For setting up in-transaction test data we use in-house utility class that constructs business entities. Since it's shared between all tests the overhead to maintain and support it is greatly outweight by the benefits of having standard and reliable way to setup test data.
Spring DI helps to make tests concise and self-descriptive but it's not a critical feature.
Using Spring and Spring's unit testing is the best way to go.

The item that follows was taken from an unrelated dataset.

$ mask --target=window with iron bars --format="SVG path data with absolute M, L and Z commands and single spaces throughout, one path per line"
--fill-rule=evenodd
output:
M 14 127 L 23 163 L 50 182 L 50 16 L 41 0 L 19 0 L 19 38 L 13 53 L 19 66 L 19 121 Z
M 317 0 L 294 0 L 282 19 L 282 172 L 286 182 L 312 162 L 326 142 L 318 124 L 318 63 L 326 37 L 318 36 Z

With spring, you don't require two persistence.xml's as your persistence.xml has nothing in it, everything is specified by spring (all we specify in our persistence.xml is the persistence-unit name) and thus you can change database configuration etc with spring.

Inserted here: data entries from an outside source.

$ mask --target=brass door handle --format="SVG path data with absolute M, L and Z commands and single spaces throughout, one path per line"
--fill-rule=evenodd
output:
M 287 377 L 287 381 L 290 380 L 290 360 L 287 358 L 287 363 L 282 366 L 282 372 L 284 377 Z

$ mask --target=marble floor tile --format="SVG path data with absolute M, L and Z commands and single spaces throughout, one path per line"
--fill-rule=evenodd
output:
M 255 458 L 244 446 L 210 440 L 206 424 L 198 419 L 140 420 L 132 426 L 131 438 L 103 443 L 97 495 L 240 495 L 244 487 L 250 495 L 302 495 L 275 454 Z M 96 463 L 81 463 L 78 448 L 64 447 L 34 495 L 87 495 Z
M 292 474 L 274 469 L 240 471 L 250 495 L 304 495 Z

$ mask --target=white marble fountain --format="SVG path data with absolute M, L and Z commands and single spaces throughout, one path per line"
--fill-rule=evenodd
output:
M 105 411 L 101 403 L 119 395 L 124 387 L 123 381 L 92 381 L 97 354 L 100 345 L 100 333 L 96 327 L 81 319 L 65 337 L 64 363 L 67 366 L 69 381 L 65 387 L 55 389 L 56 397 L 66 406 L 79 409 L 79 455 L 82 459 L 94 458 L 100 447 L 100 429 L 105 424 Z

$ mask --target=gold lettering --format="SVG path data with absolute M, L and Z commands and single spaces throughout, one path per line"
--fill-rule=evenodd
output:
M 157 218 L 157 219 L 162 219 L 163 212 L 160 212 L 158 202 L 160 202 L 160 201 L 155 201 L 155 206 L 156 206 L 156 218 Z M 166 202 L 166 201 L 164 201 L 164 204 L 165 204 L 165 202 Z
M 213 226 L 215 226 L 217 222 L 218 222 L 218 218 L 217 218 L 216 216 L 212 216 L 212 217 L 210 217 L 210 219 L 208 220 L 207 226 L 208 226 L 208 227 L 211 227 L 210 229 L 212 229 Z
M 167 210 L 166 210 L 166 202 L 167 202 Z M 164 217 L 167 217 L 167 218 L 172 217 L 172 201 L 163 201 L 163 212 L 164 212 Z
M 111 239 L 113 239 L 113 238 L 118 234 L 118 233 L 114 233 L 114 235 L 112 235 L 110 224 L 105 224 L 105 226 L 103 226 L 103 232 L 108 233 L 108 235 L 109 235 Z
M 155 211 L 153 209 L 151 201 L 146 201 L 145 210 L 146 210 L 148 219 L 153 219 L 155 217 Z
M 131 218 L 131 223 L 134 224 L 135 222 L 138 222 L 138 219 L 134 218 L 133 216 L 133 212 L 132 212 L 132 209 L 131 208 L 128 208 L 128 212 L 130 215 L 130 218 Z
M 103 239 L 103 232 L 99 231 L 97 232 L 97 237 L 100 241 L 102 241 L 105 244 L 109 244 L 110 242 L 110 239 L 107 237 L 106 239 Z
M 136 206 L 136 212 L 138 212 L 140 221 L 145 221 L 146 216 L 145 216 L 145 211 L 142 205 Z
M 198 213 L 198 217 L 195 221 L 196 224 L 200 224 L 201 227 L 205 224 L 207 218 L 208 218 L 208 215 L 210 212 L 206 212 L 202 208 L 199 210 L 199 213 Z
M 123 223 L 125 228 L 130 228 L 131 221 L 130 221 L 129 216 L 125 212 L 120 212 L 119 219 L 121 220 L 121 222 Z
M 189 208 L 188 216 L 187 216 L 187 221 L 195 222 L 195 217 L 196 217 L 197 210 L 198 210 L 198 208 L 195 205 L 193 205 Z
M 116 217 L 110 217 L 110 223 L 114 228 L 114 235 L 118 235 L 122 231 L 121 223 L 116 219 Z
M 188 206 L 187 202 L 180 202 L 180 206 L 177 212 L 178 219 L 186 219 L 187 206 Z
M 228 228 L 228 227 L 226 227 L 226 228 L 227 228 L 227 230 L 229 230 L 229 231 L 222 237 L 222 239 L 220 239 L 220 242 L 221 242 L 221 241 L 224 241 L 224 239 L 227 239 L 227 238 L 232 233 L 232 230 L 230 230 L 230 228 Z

And as topchef pointed out, spring's transaction based unit testing is great.
As mentioned here : http://www.devx.com/java/Article/36785/1954,
you can remove the following lines from your project's .settings/org.eclipse.wst.common.component to avoid deploying test resources with the web app.
<wb-resource deploy-path="/WEB-INF/classes" source-path="/src/test/java"/>
<wb-resource deploy-path="/WEB-INF/classes" source-path="/src/test/resources"/>
You can:
Have several persistence units
Have several persistence.xml and copy them on test, and restore them later
Setup your own properties on testing, and use mockito to return your custom entity manager factory
Use spring: https://www.baeldung.com/spring-testing-separate-data-source
The first two options are the most discussed in all suggested questions, and are by far the ones I like the least.
Solution 3. would look like this:
private EntityManager entityManager;
private static EntityManagerFactory entityManagerFactory;
#BeforeClass
public static void mainTestInitClass() {
Properties pros = new Properties();
// Override production properties
pros.setProperty("hibernate.dialect", "org.hibernate.dialect.H2Dialect");
pros.setProperty("hibernate.connection.driver_class", "org.h2.Driver");
pros.setProperty("hibernate.connection.username", "sa");
pros.setProperty("hibernate.connection.url", "jdbc:h2:mem:some_test_db;DB_CLOSE_DELAY=-1;MVCC=TRUE;DATABASE_TO_UPPER=false");
pros.setProperty("hibernate.hbm2ddl.auto", "create");
entityManagerFactory = Persistence.createEntityManagerFactory("your_unit", pros);
}
#Before
public void mainTestORMSetUp() throws Exception {
this.entityManager = entityManagerFactory.createEntityManager();
}
Now you have an entity manager available for every test. Use mockito to inject it where needed.
Solution 4: Use Spring Data+Spring Boot to setup the JPA, so you don't need the Entity Factory anymore, you simply use two different application.properties (one for main, and one for test) and then you use your defined Spring Entity Repository. Alternatively you can use different spring profiles (one for tests, other for production) which would end up allowing you to do the same. This solution is the one I use. Check the URL above for more details.